3. After working 5 and 6 days for a 3-day task, you will have overshot the objective all the time, so you there is a 0% chance that you would end at your objective.
We can also look at the average distance (in days) from the objective after 10,000 instances.
What is the expected distance (in days) from our objective we would reach after B days of working with θ amount of focus?
1. After working 3 days for a 3-day task, the average distance from the objectives stays under 1/10th of a day even up to an unfocused level of 5 degrees.
2. After working 4 days for a 3-day task, you remain almost exactly 1 day away from the objective.

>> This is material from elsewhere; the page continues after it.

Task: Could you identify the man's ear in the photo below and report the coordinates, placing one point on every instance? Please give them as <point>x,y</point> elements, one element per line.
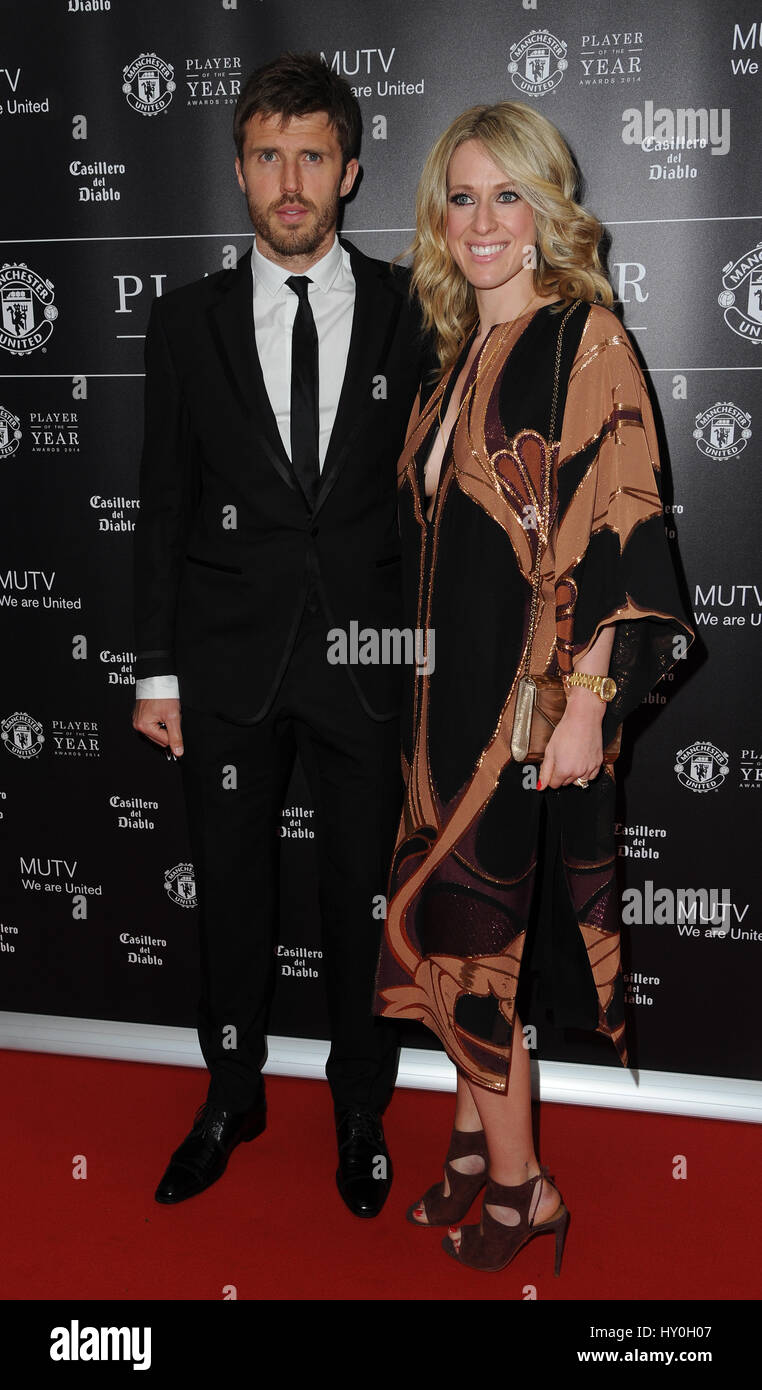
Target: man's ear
<point>349,175</point>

3. After working 5 and 6 days for a 3-day task, you will have overshot the objective all the time. In fact, for narrow focus parameter (0 to 5 degrees) we B=4 and greater will achieve similar distances to the objectives. Again, this model assumes no "reality checks", to assess how far you are away from the objective each day.
A clear urge now is to ask: What would happen if you become less focused?
1. Beyond about 20 degrees of unfocusedness, for all 3 days working towards a 3-day task, there is less than a 100% chance you end up within 1 day of the objective. At 45 degrees of unfocusedness, there is a 73% chance you end up within 1 day of your objective.
2. Nothing noticeably changes for B = 4 and greater.
This all makes sense. So let's get extreme. What about extreme unfocusedness? What about being so unfocused that you work on something that is completely uncorrelated (~180 degrees) from what your did yesterday? What about being so unfocused and manic that you actually go backwards (180 to 360 degrees)?
Cool! A 4-day work effort starts to slowly decreases its chances as you become less and less focused.
Cooler! Increasing unfocusedness (>90 degrees) starts to increase the chance that a 5-day and 6-day work effort reaches the objective.
Coolest! All work efforts (B=3,4,5, 6) look like they are converging to the same percent.
As you become less and less focused, the difference between working 3 days and working 6 days shrinks.
Keep going. Let's be able to go backwards, manic, backtrack, until every direction is a possible result each and every day we work (θ = 360 degrees = model limit).
For this parameter set, I increase the number of iterations to minimize the noisiness of these lines. (The results themselves are becoming less predictable as θ increases.)
Remember when I said that it looks like chance of reaching within a day of the objective are converging for all B, as θ approaches 180 degrees? Well they don't actually converge as you lose focus.
Observe the interesting crossovers for θ > 180.
Observations. Using P(x) in place of "Chance of ending within 1 day of objective given x parameter"
1. P(B=3) drops below P(B=4) at θ>200 degrees; drops below P(B=5) at θ>270 degrees; and drops below P(B=6) at θ>290 degrees.
2. P(B=5) at θ>320 degrees; and drops below P(B=6) at θ>320 degrees.
3. P(B=5) looks like it might drop below P(B=6) for θ>320.